The warm-up game with England will stir the nostalgia in Mikel. He started in three FA Cup finals for Chelsea at Wembley and won them all, with the first – against Manchester United in 2007, at the end of his debut season – the most special. Mikel had chosen Chelsea over United when he moved from the Norwegian club Lyn Oslo in well-documented and acrimonious fashion.
“I thought I was going to get a punch from Sir Alex [Ferguson] in the tunnel,” Mikel says, with a laugh. “But that was a great game for me. Wembley is a very good ground for me.”
Mikel makes the reasonable point that he has nothing to prove to supporters in England, having won the lot at Chelsea – two Premier Leagues, four FA Cups (he got a medal in 2010, although he missed the final against Portsmouth because of injury), two League Cups, one Europa League and, most famously, one Champions League. Ever the big-game player, he starred in the final against Bayern Munich.
He is aware of the perception about top players who move to China – they are going there to retire; there is no way back into the leading European leagues. It needles him and it will give him extra edge against England.
“Look at Paulinho,” Mikel says, of the Brazil midfielder. “He went to Guangzhou Evergrande from Tottenham and then he got a move to Barcelona. You can still go back. It depends on how well you look after yourself. The players in China like Oscar, Ramires – we have offers, day in, day out, to come back to Europe.
“But if you make a decision, you need to stick by it. I have a contract [until next year] and I have to respect it. I like where I play. The culture is totally different and it’s something that I wanted to experience – and for my two little girls, as well.”

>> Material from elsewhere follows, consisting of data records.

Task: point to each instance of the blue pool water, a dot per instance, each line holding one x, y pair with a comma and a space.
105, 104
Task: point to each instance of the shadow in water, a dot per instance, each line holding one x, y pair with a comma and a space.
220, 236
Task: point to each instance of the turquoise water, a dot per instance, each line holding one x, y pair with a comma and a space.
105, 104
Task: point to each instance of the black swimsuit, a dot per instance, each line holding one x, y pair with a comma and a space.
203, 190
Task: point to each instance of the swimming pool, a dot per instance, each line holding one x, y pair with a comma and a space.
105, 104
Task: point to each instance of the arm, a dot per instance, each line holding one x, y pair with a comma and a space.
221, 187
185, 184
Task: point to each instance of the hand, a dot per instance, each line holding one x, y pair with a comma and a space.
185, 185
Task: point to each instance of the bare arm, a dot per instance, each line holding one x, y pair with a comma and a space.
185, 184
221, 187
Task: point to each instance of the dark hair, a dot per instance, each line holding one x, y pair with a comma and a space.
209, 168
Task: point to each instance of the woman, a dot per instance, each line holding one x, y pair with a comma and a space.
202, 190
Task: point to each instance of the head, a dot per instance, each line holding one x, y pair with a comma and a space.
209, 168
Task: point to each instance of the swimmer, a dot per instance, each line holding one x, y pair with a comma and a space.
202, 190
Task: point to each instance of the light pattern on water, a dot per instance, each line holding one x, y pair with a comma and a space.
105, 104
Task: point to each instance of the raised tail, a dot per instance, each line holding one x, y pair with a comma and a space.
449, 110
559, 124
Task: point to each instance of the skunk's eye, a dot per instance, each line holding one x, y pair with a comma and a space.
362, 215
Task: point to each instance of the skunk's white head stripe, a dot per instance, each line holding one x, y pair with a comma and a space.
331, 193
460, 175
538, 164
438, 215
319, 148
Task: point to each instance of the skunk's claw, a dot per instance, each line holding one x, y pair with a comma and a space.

Mikel’s home remains in London. He lives in a fabulous Holland Park plot with his girlfriend, Olga Diyachenko, and their two-year-old twin daughters, Mia and Ava, although happily for him they are able to visit him in China for two- and three-month periods. The Premier League retains a pull for romantic and practical reasons. “Who knows where I am going to retire,” Mikel says. “Maybe I might come back here and retire.”
Mikel carries a lot of responsibility, not least in relation to his charity – the Mikel Obi Africa Children’s Sport Foundation. Mikel wants to set up sports academies across Africa with the goal of helping to alleviate poverty in the next generation of African children through sport.
It is the World Cup that preoccupies him and the question of how Nigeria will emerge from a group which contains Argentina, Croatia and Iceland. Mikel made his name as a holding midfielder at Chelsea but he plays as the No 10 for Nigeria, normally behind Odion Ighalo. The creative burden rests with him.
Above all Mikel – who was named as the captain by Rohr’s predecessor, Samson Siasia, in February 2016 – must embrace the role of senior statesman, diplomat and, essentially, the face of this Nigeria project. “African teams always tend to have problems inside the team,” Mikel says. “It might be bonuses, friendships, organisation. If the Nigerian teams were as well organised as the Europeans, we would have won the World Cup by now. In Brazil, the financial aspect was a massive problem. Players didn’t want to train, they wanted to go on strike because they hadn’t received the bonus. This has to stop. We’ve stressed that it has to be sorted out this time.”